Janet, my mother-in-law, has more than fifty grandchildren; she is now in the Great-Grandma business. Most years, my Christmas gifts to her have been stashes of playthings for her Grandma house: in years past, I have given bins of Duplo Lego sets, vintage dolls revitalized with sets of handmade dresses, and scores of dress-up clothes (a perennial favorite). This year, I noticed that her baby quilts are getting a little threadbare, so I began working on a couple in fabrics that I knew she would like. They were not completed until after the new year, but she said she didn't mind.

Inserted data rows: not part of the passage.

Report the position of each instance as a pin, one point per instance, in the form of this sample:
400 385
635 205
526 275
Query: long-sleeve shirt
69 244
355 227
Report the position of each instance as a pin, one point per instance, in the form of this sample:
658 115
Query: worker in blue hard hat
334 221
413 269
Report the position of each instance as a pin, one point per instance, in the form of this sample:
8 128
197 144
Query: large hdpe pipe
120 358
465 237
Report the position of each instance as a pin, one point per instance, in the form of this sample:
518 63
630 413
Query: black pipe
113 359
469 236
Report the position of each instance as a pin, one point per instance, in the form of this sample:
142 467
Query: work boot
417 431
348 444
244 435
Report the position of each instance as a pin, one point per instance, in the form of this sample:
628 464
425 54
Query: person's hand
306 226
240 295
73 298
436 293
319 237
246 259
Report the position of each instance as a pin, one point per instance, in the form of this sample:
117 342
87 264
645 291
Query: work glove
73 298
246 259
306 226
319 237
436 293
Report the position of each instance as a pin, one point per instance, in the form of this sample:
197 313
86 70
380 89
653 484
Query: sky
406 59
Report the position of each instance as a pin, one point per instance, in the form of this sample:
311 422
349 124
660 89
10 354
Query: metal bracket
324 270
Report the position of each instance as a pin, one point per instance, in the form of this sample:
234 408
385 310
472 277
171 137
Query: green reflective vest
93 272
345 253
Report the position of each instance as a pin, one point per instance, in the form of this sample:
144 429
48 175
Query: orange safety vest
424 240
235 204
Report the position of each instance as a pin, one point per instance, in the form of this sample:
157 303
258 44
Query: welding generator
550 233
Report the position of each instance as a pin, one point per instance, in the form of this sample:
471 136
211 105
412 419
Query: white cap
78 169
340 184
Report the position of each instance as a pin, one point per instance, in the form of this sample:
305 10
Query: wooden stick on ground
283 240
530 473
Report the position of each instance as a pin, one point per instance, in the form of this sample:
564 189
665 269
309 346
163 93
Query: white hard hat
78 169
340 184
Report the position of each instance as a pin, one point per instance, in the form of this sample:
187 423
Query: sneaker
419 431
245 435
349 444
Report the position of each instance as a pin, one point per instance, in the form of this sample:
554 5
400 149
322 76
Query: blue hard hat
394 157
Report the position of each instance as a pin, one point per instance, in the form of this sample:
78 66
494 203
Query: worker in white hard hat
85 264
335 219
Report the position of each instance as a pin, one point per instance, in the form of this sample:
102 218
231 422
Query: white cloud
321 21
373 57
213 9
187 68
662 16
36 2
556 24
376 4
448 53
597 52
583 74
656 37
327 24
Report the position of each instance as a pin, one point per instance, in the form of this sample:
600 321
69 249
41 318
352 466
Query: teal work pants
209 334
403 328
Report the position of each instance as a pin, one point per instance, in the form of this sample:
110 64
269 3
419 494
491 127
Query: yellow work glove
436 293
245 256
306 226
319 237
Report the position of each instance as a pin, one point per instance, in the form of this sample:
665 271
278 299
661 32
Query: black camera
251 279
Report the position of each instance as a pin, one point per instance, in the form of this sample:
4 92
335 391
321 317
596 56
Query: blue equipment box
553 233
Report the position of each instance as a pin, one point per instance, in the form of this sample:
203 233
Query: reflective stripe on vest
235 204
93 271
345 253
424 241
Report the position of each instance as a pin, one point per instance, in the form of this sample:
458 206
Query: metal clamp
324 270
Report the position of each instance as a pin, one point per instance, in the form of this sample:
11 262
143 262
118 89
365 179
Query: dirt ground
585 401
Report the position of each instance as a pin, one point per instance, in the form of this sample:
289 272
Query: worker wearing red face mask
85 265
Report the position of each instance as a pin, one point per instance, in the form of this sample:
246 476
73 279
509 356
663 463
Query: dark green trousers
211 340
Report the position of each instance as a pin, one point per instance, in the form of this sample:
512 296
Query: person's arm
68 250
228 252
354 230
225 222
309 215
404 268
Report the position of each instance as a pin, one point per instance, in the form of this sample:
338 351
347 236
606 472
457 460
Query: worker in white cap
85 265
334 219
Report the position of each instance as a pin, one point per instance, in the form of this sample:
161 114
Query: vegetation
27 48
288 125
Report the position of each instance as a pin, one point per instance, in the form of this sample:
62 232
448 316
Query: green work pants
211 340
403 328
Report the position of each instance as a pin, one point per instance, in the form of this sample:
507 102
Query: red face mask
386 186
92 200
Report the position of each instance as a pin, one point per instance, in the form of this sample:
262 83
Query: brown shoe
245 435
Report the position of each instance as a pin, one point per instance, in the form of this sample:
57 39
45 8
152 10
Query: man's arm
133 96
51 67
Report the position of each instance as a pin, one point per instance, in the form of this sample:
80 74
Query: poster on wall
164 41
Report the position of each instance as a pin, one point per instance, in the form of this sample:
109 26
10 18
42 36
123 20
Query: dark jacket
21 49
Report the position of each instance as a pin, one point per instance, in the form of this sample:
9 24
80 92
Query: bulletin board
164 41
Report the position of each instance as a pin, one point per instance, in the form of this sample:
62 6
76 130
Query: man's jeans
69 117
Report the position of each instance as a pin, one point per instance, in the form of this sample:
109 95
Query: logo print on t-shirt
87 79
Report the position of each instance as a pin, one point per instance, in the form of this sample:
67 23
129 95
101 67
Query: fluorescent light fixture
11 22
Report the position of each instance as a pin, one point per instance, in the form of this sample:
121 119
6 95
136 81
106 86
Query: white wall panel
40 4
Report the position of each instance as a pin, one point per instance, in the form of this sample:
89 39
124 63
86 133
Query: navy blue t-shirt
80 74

When their children were young, my in-laws spent eleven years in Hawaii; six of their eleven children were born during these years. Ten years ago, just before retiring, my father-in-law did an exchange and worked for a year at BYU-Hawaii, where he had worked before. Their old friends were delighted to see them! While they were there, my husband and I paid them a visit. The island was rained out that week, but I gave Janet some money and she later brought back these fabric strips for me to put in a quilt.
They were a little irregularly-shaped, so they stayed in my stash until this year's need. The design for this baby quilt was the solution to the problem of how to waste as little as possible.
Janet loves batik fabrics and our shared favorite color is a beautiful turquoise hue. This swirled batik seemed to soften the bright Hawaiian prints for a baby quilt. Both quilts share a similar flannel back and are bound with the same swirled batik.
The second quilt was an assortment of bright batiks, cut into squares. Janet has a quilt on the wall in her study that she made of a rainbow of similarly assorted brights, so I took my cue from that. She seemed to like the quilts and has temporarily put them on display on her front room couches. They are machine quilted, which I figured would hold them together well through multiple washings.